Being prepared for these camps, mentally and physically, is a challenging skill that all rugby players learn to develop. Nights studying film, team tactics and individual technique are nearly as important as making gains our strength and conditioning training. The mental game is the canyon between elite and amateur athletes, and the NASC events expose what side a player is on. Honing these skills alone is a an overwhelming endeavor, and at times, a disservice to yourself. This is why I’ve chosen to attend the American Rugby Pro Training Center.
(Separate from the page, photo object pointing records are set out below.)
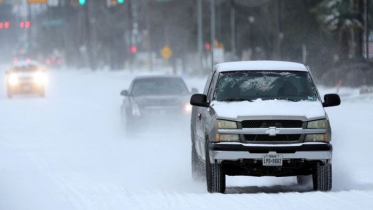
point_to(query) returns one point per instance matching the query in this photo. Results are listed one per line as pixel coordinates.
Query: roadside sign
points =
(166, 52)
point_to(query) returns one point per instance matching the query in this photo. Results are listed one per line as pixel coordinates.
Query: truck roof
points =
(260, 65)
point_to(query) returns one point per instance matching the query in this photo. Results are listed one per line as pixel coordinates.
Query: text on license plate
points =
(272, 160)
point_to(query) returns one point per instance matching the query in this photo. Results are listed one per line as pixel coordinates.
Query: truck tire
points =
(322, 177)
(215, 177)
(304, 180)
(197, 166)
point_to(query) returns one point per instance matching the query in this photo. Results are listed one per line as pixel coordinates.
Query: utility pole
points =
(90, 36)
(366, 29)
(233, 30)
(212, 7)
(148, 27)
(200, 32)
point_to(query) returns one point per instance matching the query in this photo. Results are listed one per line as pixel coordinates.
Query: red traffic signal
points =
(133, 49)
(207, 46)
(4, 25)
(25, 24)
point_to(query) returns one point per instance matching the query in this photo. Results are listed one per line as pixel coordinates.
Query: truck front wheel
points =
(322, 177)
(215, 176)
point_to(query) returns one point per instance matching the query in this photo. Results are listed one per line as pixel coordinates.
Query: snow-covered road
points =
(67, 151)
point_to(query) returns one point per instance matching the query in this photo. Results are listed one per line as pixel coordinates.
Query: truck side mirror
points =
(199, 100)
(331, 100)
(194, 90)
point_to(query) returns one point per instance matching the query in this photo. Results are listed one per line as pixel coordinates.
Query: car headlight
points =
(13, 79)
(227, 138)
(318, 124)
(317, 138)
(40, 78)
(225, 124)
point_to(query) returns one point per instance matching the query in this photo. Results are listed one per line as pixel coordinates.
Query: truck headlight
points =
(227, 138)
(40, 78)
(13, 79)
(318, 124)
(317, 138)
(135, 110)
(225, 124)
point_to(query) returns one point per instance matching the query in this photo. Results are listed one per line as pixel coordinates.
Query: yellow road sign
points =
(166, 52)
(37, 1)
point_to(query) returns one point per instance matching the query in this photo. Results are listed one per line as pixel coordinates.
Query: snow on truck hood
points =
(259, 108)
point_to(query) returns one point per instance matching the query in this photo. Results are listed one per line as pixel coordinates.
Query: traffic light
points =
(133, 49)
(4, 25)
(25, 24)
(207, 46)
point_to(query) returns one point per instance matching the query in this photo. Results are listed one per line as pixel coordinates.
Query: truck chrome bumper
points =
(233, 152)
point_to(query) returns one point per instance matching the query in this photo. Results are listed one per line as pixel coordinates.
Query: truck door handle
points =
(199, 116)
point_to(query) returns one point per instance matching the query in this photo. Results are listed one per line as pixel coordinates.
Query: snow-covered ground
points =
(67, 151)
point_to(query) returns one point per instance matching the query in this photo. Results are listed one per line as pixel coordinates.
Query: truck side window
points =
(208, 82)
(212, 86)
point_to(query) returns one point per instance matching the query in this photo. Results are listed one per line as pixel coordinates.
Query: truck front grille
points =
(267, 138)
(272, 123)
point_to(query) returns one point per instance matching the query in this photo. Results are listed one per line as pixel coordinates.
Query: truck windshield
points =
(265, 85)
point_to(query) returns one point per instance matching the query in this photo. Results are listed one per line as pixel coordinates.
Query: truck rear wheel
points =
(322, 177)
(215, 176)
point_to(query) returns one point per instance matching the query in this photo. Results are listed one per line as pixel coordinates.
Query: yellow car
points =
(26, 78)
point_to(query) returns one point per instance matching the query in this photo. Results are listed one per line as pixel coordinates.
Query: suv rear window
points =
(265, 85)
(28, 68)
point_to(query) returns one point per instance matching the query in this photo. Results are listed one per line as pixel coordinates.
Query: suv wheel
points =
(215, 176)
(322, 177)
(197, 165)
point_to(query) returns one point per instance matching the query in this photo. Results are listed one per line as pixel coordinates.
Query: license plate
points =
(272, 160)
(26, 88)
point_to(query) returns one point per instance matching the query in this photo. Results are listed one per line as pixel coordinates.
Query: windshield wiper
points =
(281, 98)
(236, 99)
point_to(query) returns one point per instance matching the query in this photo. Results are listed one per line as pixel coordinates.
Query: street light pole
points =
(200, 28)
(212, 7)
(366, 30)
(233, 29)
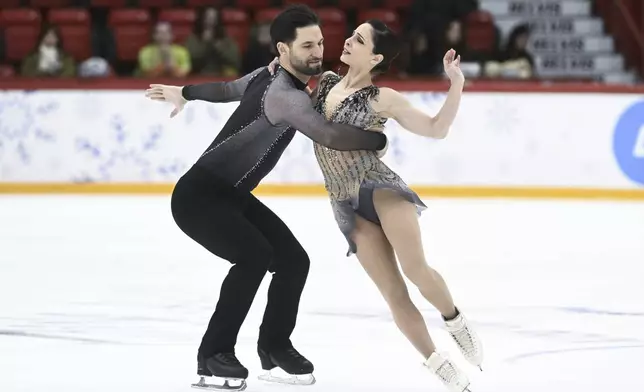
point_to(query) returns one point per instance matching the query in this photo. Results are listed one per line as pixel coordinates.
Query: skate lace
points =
(293, 353)
(229, 358)
(447, 373)
(465, 340)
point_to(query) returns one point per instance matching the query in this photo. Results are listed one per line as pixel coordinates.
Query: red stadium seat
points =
(109, 3)
(74, 26)
(252, 4)
(50, 3)
(206, 3)
(21, 30)
(480, 32)
(334, 29)
(237, 25)
(132, 30)
(182, 21)
(155, 3)
(389, 17)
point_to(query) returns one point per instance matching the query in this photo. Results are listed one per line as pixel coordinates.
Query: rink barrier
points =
(280, 190)
(510, 140)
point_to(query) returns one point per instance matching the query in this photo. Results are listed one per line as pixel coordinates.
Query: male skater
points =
(212, 203)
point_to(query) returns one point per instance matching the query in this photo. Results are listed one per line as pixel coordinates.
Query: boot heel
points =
(267, 363)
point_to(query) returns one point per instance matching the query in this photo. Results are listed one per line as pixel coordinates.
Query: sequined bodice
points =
(344, 171)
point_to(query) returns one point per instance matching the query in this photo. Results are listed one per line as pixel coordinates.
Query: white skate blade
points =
(239, 385)
(290, 379)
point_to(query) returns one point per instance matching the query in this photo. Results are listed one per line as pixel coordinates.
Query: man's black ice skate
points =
(225, 366)
(299, 369)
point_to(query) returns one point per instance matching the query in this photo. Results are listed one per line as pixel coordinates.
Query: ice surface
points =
(107, 294)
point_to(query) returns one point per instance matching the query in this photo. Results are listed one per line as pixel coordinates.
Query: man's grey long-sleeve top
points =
(271, 109)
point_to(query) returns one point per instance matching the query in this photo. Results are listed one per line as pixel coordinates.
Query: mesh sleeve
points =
(293, 107)
(220, 91)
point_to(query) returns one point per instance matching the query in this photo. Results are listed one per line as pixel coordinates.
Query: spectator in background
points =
(212, 52)
(48, 59)
(514, 61)
(426, 58)
(163, 58)
(259, 52)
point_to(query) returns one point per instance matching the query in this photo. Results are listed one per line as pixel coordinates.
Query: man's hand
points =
(452, 63)
(164, 93)
(273, 65)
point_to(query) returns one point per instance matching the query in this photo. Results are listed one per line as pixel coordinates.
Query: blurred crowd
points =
(430, 28)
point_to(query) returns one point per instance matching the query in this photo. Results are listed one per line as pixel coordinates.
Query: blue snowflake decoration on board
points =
(124, 149)
(21, 125)
(393, 129)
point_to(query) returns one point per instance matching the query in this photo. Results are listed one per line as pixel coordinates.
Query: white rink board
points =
(110, 285)
(498, 139)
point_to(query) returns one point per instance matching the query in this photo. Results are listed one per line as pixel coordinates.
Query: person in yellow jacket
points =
(163, 58)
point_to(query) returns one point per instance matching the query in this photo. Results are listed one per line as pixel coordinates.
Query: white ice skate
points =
(466, 339)
(453, 378)
(229, 384)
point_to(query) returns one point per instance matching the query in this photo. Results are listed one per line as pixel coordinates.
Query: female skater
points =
(374, 208)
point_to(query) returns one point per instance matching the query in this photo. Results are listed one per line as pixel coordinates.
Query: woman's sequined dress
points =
(351, 176)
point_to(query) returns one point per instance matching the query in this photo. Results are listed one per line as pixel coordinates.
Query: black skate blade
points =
(203, 385)
(289, 379)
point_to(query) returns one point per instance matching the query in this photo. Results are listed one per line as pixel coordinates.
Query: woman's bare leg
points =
(377, 258)
(400, 224)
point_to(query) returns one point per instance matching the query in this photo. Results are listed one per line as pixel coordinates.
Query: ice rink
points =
(105, 294)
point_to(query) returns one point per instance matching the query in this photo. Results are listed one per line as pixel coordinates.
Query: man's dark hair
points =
(284, 26)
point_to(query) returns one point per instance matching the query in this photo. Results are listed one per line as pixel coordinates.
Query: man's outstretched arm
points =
(219, 91)
(293, 107)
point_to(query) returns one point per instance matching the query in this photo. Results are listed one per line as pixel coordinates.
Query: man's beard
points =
(306, 68)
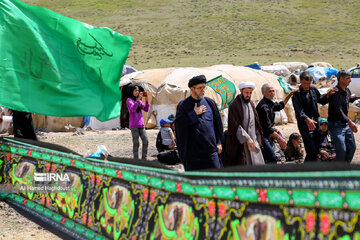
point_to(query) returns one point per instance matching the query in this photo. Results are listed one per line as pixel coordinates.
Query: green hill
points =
(207, 32)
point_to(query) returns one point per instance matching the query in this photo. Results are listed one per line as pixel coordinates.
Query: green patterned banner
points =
(129, 199)
(225, 88)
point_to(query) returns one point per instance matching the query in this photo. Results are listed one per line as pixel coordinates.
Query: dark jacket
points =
(339, 105)
(266, 111)
(305, 103)
(190, 136)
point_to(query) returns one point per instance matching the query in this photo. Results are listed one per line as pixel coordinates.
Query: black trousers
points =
(23, 125)
(310, 144)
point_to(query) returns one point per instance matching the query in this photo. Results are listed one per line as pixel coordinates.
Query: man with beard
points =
(306, 110)
(266, 109)
(244, 130)
(198, 128)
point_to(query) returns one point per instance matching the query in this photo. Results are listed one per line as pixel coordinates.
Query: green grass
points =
(200, 33)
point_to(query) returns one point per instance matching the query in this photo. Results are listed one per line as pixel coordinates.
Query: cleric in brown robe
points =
(245, 136)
Five days from now, I’ll be flying to Little Rock, Arkansas, where I will attend the ARPTC until Christmas. The ARPTC was created by Julie McCoy, the most recent head coach to the Women’s Sevens Eagles, the team bound for the 2016 Rio Olympics. Generally speaking, timing is everything– and this is an example of perfect timing. Coach McCoy started the training center a little over a year ago, initially focusing on developing women Sevens athletes. They’ve since added several incredible coaching and support staff and have welcomed 15’s players as well, specifically to help them prep for the NASC.
They’ve developed a schedule balanced with skills sessions, strength and conditioning training, team development sessions, as well as individual athlete support in technique and mental training. All of the athletes live in a house together, creating a full-time rugby atmosphere. Yet, they are conscious that rugby players maintain jobs and have embedded down time to work and relax.